There are many straightforward modifications which would likely be useful; for example, irradiating the entire sample would greatly increase the signal. Also, the weak CW pulse at the bound pyridine frequency can be combined with a stronger locking field at the free pyridine frequency, such that the induced x-magnetization does not dephase upon dissociation. This experiment would then no longer require the selective 90 for storage of the magnetization.

Most importantly, the in situ hyperpolarization we have demonstrated could also be done directly in a clinical MRI magnet-without the need for cryogenic cooling, microwave or high rf irradiation, and without recycling times between experiments. The less-homogeneous magnetic field would not be an issue for ¹⁵N (a 1 ppm linewidth at 1 Tesla is about 4 Hz), and could easily be compensated for other nuclei using the “adiabatic SLIC” demonstrated in reference [28], or with an echo pulse train.

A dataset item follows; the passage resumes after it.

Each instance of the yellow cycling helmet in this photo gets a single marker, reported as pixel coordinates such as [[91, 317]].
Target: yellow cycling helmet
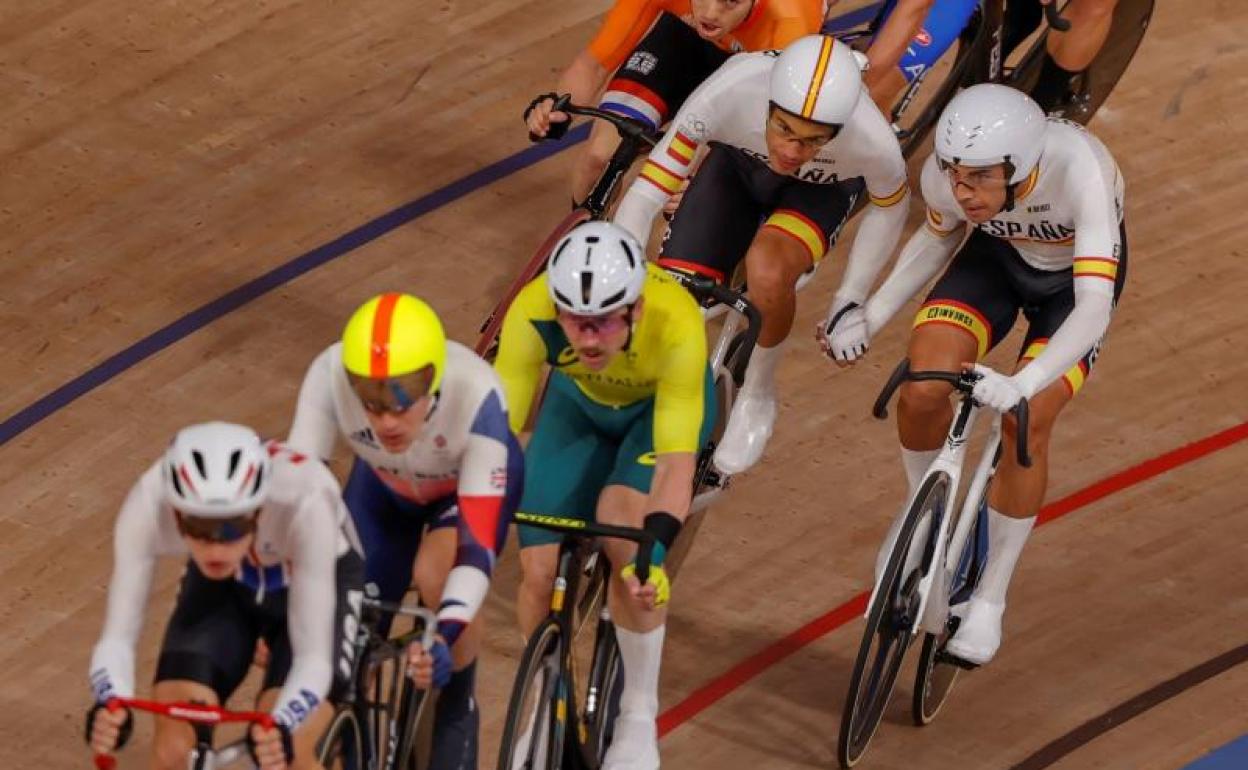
[[396, 338]]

In summary, we have demonstrated a strategy to create hyperpolarization (LIGHT-SABRE) at any magnetic field, without field shuttling or cryogenic cooling, and with very low power deposition. The only requirement on the apparatus is the ability to give a simple pulse sequence, which can be conducted on any modern high-resolution NMR spectrometer. We thus believe that LIGHT-SABRE will be a practical solution for production of large quantities of hyperpolarized reagents for in situ and ex situ use, without the requirement for highly specialized, expensive and high-maintenance instrumentation.